Since the depths of the Great Recession in 2009, U.S. equities have enjoyed a largely uninterrupted bull market. In the fourth quarter of 2016, it seemed that unanticipated events might throw markets off their upward trajectory. Donald Trump won an unforeseen victory in the U.S. presidential election, the Federal Reserve began its long-delayed rate tightening cycle, and the United Kingdom unexpectedly voted to exit the European Union. However, after some brief jitters,markets shrugged off the uncertainty these events generated and rose sharply.

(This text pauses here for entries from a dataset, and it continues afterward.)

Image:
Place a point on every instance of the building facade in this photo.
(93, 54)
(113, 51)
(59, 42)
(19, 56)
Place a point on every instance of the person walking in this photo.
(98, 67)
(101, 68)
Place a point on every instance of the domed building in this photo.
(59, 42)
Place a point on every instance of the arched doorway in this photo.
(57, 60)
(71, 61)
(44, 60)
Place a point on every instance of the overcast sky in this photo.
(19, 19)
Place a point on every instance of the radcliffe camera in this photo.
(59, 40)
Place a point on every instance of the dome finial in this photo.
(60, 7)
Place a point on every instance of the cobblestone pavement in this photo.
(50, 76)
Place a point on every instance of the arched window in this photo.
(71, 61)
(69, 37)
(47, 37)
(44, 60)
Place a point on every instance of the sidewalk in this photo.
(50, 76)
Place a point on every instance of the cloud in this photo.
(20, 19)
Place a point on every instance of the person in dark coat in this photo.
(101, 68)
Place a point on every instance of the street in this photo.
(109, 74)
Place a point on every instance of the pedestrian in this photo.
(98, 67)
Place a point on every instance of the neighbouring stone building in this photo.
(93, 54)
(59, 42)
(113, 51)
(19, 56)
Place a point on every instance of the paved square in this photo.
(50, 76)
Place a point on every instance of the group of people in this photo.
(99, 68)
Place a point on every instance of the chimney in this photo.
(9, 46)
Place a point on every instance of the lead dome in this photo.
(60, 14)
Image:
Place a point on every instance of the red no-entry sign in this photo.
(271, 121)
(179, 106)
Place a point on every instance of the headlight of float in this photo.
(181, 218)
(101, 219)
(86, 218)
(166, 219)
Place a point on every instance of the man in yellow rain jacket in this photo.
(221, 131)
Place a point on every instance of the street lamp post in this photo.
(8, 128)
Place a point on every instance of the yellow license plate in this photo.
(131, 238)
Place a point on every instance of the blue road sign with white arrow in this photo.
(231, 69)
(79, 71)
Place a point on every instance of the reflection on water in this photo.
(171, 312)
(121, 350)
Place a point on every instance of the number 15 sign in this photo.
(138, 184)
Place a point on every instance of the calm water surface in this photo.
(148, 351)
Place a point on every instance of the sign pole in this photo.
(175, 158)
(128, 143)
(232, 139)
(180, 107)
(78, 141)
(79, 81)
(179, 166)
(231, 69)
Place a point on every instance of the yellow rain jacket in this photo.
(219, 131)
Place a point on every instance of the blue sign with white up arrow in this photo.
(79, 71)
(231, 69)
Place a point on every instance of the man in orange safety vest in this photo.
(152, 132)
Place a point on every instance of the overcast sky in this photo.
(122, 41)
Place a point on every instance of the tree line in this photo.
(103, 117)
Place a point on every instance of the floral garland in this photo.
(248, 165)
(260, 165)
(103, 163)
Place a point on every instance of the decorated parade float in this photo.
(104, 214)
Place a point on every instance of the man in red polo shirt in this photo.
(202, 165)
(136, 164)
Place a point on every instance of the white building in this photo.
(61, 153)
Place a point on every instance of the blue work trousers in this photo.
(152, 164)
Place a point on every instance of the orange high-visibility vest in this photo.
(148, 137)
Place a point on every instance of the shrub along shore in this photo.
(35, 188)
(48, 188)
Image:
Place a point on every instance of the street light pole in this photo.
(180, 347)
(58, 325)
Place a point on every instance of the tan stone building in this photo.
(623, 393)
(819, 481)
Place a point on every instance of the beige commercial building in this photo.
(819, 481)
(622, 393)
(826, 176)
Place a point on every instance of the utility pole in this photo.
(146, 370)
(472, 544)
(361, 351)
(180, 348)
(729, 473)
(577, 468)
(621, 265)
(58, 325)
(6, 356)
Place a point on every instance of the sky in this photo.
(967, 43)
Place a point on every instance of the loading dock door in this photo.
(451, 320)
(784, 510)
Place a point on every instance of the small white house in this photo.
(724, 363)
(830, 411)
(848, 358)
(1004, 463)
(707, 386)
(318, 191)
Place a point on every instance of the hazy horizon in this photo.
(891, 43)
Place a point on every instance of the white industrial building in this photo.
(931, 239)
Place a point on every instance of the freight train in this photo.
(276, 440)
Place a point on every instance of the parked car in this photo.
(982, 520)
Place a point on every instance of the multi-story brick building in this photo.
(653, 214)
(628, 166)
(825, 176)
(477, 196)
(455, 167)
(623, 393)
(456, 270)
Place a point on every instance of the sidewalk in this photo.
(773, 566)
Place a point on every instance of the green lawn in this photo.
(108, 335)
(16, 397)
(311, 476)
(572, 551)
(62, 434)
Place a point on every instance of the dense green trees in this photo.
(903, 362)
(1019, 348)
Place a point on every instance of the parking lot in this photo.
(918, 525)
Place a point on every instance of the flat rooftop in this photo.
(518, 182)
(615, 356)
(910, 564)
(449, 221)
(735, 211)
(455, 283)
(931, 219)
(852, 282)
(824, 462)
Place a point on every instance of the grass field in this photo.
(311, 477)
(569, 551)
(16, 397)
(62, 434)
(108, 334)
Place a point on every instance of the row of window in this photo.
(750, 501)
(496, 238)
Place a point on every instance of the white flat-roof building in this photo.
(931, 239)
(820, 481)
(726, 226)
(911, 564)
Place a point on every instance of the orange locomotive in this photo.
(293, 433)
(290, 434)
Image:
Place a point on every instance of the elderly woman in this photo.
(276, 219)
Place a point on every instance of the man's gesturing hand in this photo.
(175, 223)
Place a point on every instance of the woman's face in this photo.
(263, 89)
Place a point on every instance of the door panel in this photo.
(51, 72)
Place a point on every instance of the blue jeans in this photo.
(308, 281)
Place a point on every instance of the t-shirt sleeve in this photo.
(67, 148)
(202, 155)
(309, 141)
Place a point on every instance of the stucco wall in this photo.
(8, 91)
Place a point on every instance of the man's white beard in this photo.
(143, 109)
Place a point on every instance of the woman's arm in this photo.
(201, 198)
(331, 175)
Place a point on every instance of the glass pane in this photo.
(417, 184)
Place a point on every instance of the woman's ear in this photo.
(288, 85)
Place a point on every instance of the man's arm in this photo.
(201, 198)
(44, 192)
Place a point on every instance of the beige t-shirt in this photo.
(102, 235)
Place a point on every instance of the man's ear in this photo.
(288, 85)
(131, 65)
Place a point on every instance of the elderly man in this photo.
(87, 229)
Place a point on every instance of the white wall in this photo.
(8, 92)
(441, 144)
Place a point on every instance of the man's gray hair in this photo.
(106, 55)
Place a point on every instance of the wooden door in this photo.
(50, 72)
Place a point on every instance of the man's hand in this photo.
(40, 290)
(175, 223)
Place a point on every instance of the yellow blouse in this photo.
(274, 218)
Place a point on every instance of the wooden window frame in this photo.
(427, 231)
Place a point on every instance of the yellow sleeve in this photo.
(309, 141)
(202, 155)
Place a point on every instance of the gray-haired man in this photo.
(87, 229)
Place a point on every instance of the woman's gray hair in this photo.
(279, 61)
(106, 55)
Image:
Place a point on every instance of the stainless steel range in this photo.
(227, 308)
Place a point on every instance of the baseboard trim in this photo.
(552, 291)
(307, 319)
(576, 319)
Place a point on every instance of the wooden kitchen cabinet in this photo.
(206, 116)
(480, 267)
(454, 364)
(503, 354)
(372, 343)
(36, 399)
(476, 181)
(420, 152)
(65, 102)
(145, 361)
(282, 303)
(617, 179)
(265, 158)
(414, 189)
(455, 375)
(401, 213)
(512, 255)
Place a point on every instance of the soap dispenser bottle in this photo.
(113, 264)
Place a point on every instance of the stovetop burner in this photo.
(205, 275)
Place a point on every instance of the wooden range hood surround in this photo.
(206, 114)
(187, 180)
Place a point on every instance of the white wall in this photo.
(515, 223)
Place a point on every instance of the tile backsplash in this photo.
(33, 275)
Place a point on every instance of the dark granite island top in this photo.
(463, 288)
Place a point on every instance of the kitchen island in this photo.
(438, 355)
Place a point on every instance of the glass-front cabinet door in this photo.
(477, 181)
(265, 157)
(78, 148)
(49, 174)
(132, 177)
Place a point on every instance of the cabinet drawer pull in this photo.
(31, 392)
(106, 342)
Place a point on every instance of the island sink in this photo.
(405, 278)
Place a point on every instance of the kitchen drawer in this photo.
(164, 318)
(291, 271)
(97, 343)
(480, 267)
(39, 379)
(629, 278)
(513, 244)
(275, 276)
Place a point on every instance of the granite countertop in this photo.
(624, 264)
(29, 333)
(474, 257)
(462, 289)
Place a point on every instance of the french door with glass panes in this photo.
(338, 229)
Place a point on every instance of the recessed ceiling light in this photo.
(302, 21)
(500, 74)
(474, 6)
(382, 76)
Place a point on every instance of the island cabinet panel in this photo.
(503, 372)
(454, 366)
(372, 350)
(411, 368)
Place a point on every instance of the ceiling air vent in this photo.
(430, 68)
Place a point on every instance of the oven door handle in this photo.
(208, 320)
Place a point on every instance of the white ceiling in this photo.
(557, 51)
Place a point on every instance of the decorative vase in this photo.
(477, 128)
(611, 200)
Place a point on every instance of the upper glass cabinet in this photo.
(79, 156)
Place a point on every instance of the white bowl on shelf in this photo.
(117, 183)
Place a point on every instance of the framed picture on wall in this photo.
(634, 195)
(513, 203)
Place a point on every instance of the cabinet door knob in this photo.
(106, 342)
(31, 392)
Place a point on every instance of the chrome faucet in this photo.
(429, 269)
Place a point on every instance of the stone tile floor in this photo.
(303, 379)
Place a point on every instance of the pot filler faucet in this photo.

This so-called “Trump bump” has been driven, in part, by anticipation of the stimulatory policies Trump promised to implement. Markets have been encouraged by Trump’s talk of tax reform, massive infrastructure spending, and the potential repatriation of offshore corporate profits. Although these measures have not yet been implemented, markets appear to be pricing them in together with robust GDP and earnings growth.
Upbeat markets and a growing economy are broadly positive for the real estate sector. As the economy grows, demand for apartments, office space, warehouses, and storage grows, lowering real estate vacancy rates and potentially boosting rental income.
Encouragingly, despite robust demand, most sectors have seen only modest new supply, so oversupply does not threaten real estate’s generally positive outlook.
In keeping with this supportive environment,in the first quarter, traded real estate investment trusts (REITs) reported robust earnings in-line with earlier guidance. Looking forward, however, some REITs anticipate a deceleration in earnings growth. Whereas last year traded REITs were forecasting 2016 earnings growth in the 4–6 percent range, they are forecasting growth of 2–4 percent for 2017.
Interest rates are a likely driver of this deceleration. As rates rise, the cost of borrowing rises, and this can mean potentially lower earnings for certain real estate holdings, which must redirect rental income to higher interest payments. In response, fear drove a modest correction in the traded REIT sector in late 2016 when the Federal Reserve raised rates.
From our perspective, however, this correction has merely served to improve the attractiveness of traded REIT valuations. Market concerns about the impact of rising rates on real estate are largely misplaced. Typically, landlords have the ability to pass increased interest costs along to tenants through lease renegotiation and rent-escalator clauses. This is particularly true for sectors with short-duration leases like multifamily.
In other words, while real estate earnings growth may be slowing overall, we believe that individual REITs continue to offer value. For investors, this underscores the need for active management and careful investment selection.
While real estate earnings growth may be slowing overall, we believe individual REITs continue to offer value.
Consider the dynamics at work in individual real estate sectors. In the multifamily sector, for example, performance has been strong over recent years. Rental demand is high, driving low vacancy rates and strong rent growth. However, looking at the supply side, we see a mixed picture. In top-tier cities such as New York and San Francisco there has been intensive construction of luxury apartments concentrated in downtown areas. In contrast, in so-called 18-hour cities like Minneapolis and Austin, new construction has been much more limited.
For investors, this means that selecting a multifamily investment option is not black and white. Simply buying the market would mean potentially acquiring assets in locations where the growth outlook is muted by oversupply. In this environment, individual asset selection becomes important.
Looking ahead, we believe the outlook for real estate remains positive. The economy is growing and there is the potential for further stimulus as the Trump administration rolls out new policies. The deceleration in earnings growth simply means that active management and asset selection become more important in securing long-term returns.